A case study for thread pool

Try to disucss an example of the task based thread pool, and the case discussed here is the argobot (Argobots: A Lightweight Low-Level Threading and Tasking Framework)

the general strategy is the pthread, there are all kinds of tools that help to build the thread pool based on the pthread.

some prerequest concepts

system level thread vs the user level thread

This doc provides detiled explanation that compares the user level and system level threads, pay attention to the benifits disadvnatages.

http://www.cs.iit.edu/~cs561/cs450/ChilkuriDineshThreads/dinesh's%20files/User%20and%20Kernel%20Level%20Threads.html

The main benifits of userlevel thread is the speed, since it avoids the system call compared with the pthread. The disadvantages is the potential conflicts with the os thread scheduler, since for the os, there is only a one thread single process. It needs to be adjusted wisely to make the runtime scheduler fit with the process’s scheduler.

the typical states of the process

here are some detailed explanation

https://access.redhat.com/sites/default/files/attachments/processstates_20120831.pdf

and

https://medium.com/@cloudchef/linux-process-states-and-signals-a967d18fab64

we may neglect the sleep mode sometimes. When we execute the system sleep call and the I/O status, the process will be in these sleep states.

if the cpu is used when there is sleep or I/O

although there is time elapse, but the cpu is not used (or trivial cpu is used for scheduling or state change). This is related with the previous concept. When the sleep is called, the process change to a sleep mode. In particular, since the process can be waked up after the sleep finish, so when there is sleep call, it is in the interruptible sleep mode. But for the I/O, it change into the uninterruptible sleep mode while waiting for the result, they will wake up with when the operation is ready.

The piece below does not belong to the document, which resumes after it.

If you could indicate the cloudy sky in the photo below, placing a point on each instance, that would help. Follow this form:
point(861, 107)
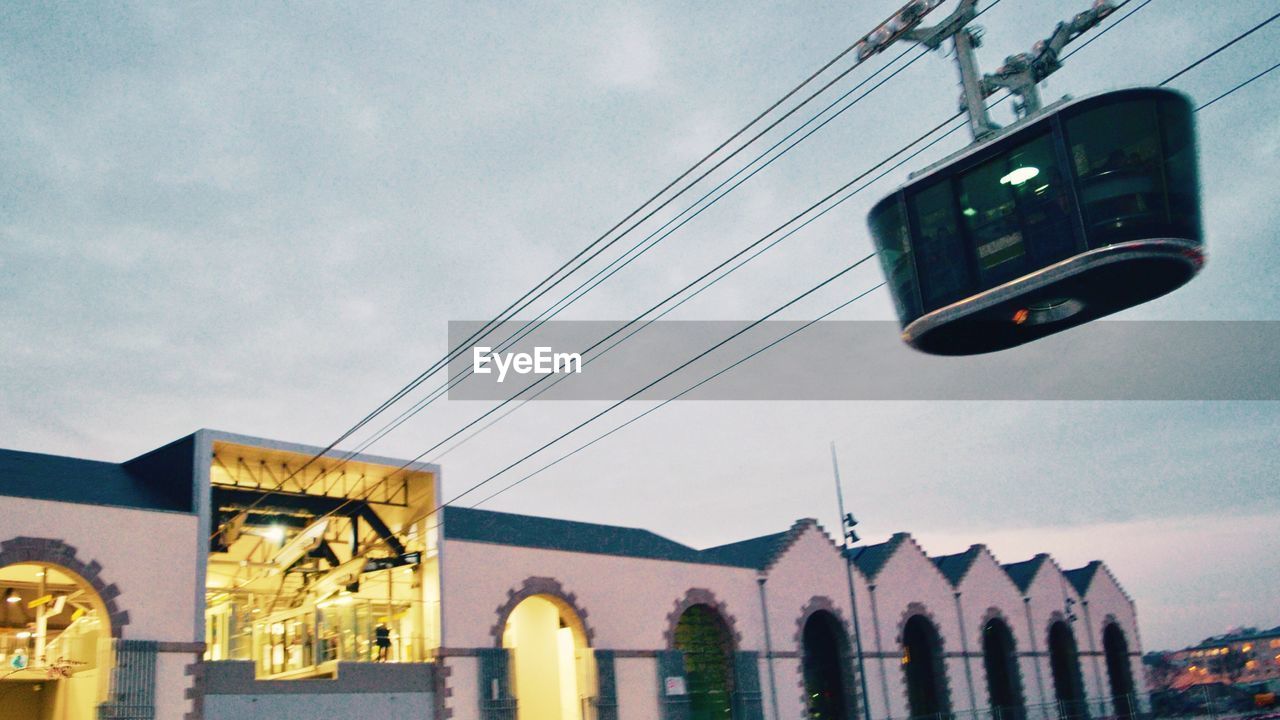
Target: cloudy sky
point(260, 218)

there are some online discussions realted with this:

https://unix.stackexchange.com/questions/22886/do-sleeping-processes-get-the-same-cpu-time

Attention! in some evaluation works, we may tend to use the sleep as the synthetic analysis, and we should consider it carefully in this context, although time is elapsed in this cases, but the cpu resoureces is not used, therefore, the results might not be that much convinced enough, it might be better to use other workflods, or consider the synthetic cased based on particular context.

how the sleep is implemented

this is an straightfoward explanation

https://stackoverflow.com/questions/1719071/how-is-sleep-implemented-at-the-os-level

The core concepts is to maintain a queue by higher level menager (for the os-level thread/process, the higher level manager is OS, for the user-level thread/process, the higher level manager is the runtime), then the higher level menager just check the element in the queue, when the sleep time is finished, then allocate resource to the thread.

Another strategy is to do an active checking, such as polling, in this way, thread is still in active state, but it is not efficient enough. One deteailed explanation is

http://www.gerald-fahrnholz.eu/sw/online_doc_multithreading/html/group___grp_condition_variable.html

the condition variable shares the same idea with the sleep, it can be used to implement the sleep in the runtime. The underlying implemetation of the sleep is the event driven paradigm based on the siganal. When the condition is satisfied (such as time finish), the associated thread is triggered and the state is changed based on the signal notification.

oversubscribing and performance

Based on this early stage work (https://crd.lbl.gov/assets/pubs_presos/ovsub.pdf), Oversubscription on Multicore Processors, for the evaluation of this work, it is based on the MPI+Pthread. It looks that the benifits acquired from the oversubscription depends on types of jobs. If we consider it intuitively, when there is IO or sleep in the task (the task is not fully computation intensive), there is always some benifits from the oversubscription, since the CPU can be fully utilized.

However, when we use thread pool, we may use the pthread as the manager thread, in that case, we just need to make the size of the pthread of manager thread equals to the number of the os-level thread. And then put more tasks in the task waiting list associated with each manager thread, and we do not the subscription of the os-level thread in that case.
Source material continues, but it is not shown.